The country gained 244,000 net jobs last month but still needs about 7 million additional jobs just to return to pre-recession levels.
[Update: after posting the above, I ran across this:
Although Friday's numbers certainly mark an improvement over previous reports, it will take another two and a half years before the economy reaches prerecession employment levels. How long after that it will need to add enough jobs to compensate for population growth will depend on how many people rejoin the labor force. Without question, it would be many more months. -- we must have used the same numbers![Update, May 8, 2011: and there's more:
- At the current pace of job creation, the economy won't return to full employment until 2018.
- Middle-income jobs are disappearing from the economy. The share of middle-income jobs in the United States has fallen from 52% in 1980 to 42% in 2010.
- Middle-income jobs have been replaced by low-income jobs, which now make up 41% of total employment.
- 17 million Americans with college degrees are doing jobs that require less than the skill levels associated with a bachelor's degree.
This graph/link to Carpe Diem provides some insight into the tectonic shifts we are witnessing. This graph explains why 10% unemployment is the new norm. With this kind of productivity/worker, it hardly makes it necessary to increase hiring.
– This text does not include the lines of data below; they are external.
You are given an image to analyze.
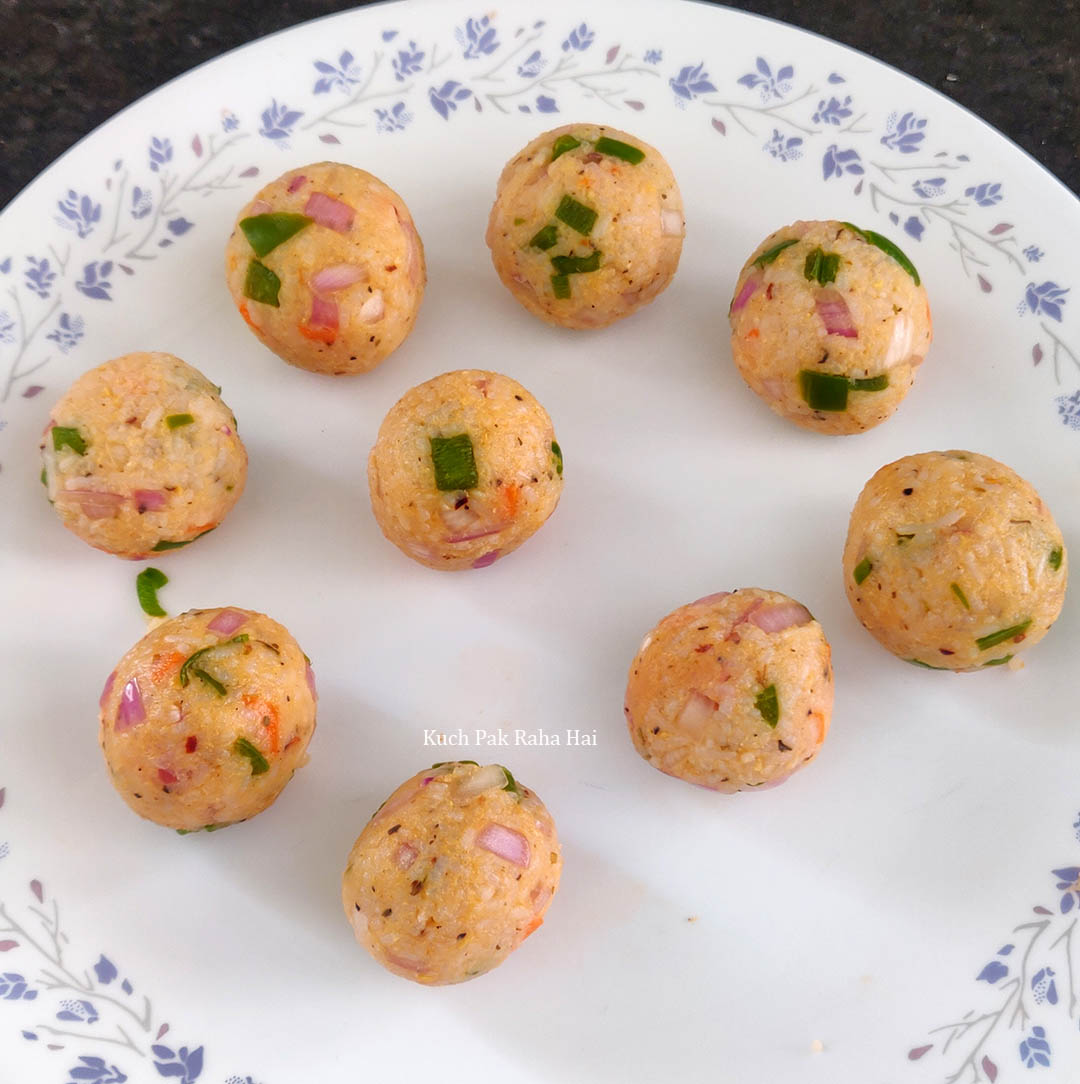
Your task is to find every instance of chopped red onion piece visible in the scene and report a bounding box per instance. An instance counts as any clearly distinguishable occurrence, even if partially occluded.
[311,263,368,294]
[308,294,340,328]
[676,688,720,734]
[206,609,247,636]
[360,289,386,324]
[749,603,813,632]
[98,670,116,708]
[814,289,859,338]
[56,489,125,519]
[131,489,168,512]
[394,843,420,870]
[304,192,356,233]
[113,678,146,733]
[476,822,531,869]
[731,274,761,312]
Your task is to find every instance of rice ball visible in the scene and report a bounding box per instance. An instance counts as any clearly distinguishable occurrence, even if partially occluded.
[487,125,685,327]
[40,353,247,559]
[226,162,426,375]
[342,761,563,985]
[99,607,317,831]
[844,451,1068,670]
[623,588,833,792]
[730,221,933,434]
[368,369,563,569]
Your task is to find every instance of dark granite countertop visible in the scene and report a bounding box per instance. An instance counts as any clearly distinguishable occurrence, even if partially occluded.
[0,0,1080,206]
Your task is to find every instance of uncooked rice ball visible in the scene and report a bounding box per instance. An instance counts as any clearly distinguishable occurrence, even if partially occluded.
[487,125,685,328]
[342,761,563,985]
[844,451,1068,670]
[100,607,317,831]
[368,369,563,569]
[623,588,833,792]
[41,353,247,559]
[731,222,933,434]
[226,162,426,375]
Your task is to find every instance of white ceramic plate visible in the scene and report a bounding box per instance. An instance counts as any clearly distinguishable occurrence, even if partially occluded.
[0,0,1080,1084]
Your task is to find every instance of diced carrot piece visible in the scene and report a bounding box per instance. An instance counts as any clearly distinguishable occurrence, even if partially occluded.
[296,324,337,346]
[150,651,184,683]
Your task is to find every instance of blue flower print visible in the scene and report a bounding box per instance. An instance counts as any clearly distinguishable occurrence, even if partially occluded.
[517,49,547,79]
[56,189,101,237]
[259,98,304,145]
[880,113,926,154]
[454,15,499,61]
[427,79,473,120]
[813,94,851,125]
[75,260,113,301]
[375,102,412,132]
[1024,282,1077,320]
[761,128,802,162]
[149,136,172,173]
[390,41,424,82]
[563,23,596,53]
[821,143,865,181]
[26,256,56,300]
[1020,1025,1050,1069]
[735,56,795,102]
[964,181,1004,207]
[312,49,362,94]
[668,61,716,102]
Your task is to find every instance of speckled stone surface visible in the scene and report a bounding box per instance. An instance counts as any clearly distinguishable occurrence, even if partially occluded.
[0,0,1080,206]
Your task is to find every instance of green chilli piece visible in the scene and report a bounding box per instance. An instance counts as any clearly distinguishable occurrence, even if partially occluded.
[136,568,169,617]
[551,132,581,162]
[499,764,522,801]
[555,196,596,237]
[232,738,270,775]
[151,527,214,553]
[849,373,889,391]
[430,433,479,491]
[799,369,849,413]
[802,245,840,286]
[240,211,314,257]
[551,248,600,275]
[840,222,921,286]
[244,260,281,309]
[52,425,87,455]
[754,237,799,271]
[595,136,645,166]
[180,632,248,695]
[975,618,1031,651]
[754,685,780,727]
[529,222,558,253]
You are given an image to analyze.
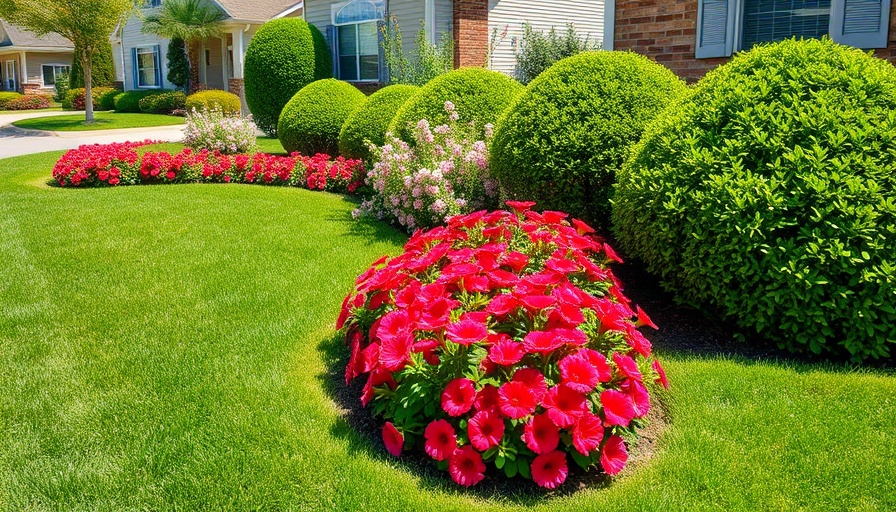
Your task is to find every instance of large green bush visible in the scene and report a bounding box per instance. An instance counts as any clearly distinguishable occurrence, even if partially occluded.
[339,85,420,160]
[245,18,333,136]
[489,52,687,226]
[613,39,896,360]
[389,68,524,141]
[277,78,367,155]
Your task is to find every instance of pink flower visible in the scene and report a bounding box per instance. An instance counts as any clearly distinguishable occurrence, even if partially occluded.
[532,450,569,489]
[442,378,476,416]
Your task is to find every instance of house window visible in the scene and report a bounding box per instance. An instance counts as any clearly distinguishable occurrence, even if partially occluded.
[41,64,72,87]
[134,46,162,88]
[695,0,890,59]
[333,0,385,82]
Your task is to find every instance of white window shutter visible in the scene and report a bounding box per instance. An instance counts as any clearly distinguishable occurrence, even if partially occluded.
[694,0,736,59]
[830,0,890,49]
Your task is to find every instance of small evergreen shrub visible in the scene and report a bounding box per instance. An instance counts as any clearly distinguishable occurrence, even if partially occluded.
[137,91,187,114]
[489,52,687,225]
[277,78,367,155]
[613,39,896,360]
[339,85,420,161]
[186,90,242,115]
[389,68,524,142]
[244,18,333,136]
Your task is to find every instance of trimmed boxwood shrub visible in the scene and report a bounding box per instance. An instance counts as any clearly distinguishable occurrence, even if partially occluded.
[244,18,333,136]
[339,85,420,160]
[613,39,896,360]
[489,51,687,226]
[137,91,187,114]
[277,78,367,156]
[389,68,524,142]
[186,90,242,114]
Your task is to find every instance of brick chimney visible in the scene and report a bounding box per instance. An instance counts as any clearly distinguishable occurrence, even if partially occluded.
[454,0,488,67]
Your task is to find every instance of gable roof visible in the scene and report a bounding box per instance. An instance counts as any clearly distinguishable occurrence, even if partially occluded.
[0,19,74,49]
[216,0,302,21]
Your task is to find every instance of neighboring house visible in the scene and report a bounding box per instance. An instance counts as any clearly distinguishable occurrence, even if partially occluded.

I'm waiting for the day when one can punch in a McDonald's order on a SmartPhone or at the restaurant, and then run a credit card through a reader, and pick up one's order without giving the order or the money to a cashier. Same concept as self-checkout at the grocery store.
Carpe Diem.com provides a silver lining to this cloudy report; and the comments add some perspective, something the mainstream media failed to report.
Meanwhile more than 80 percent of Americans feel the economy is in poor shape with unemployment the number one problem.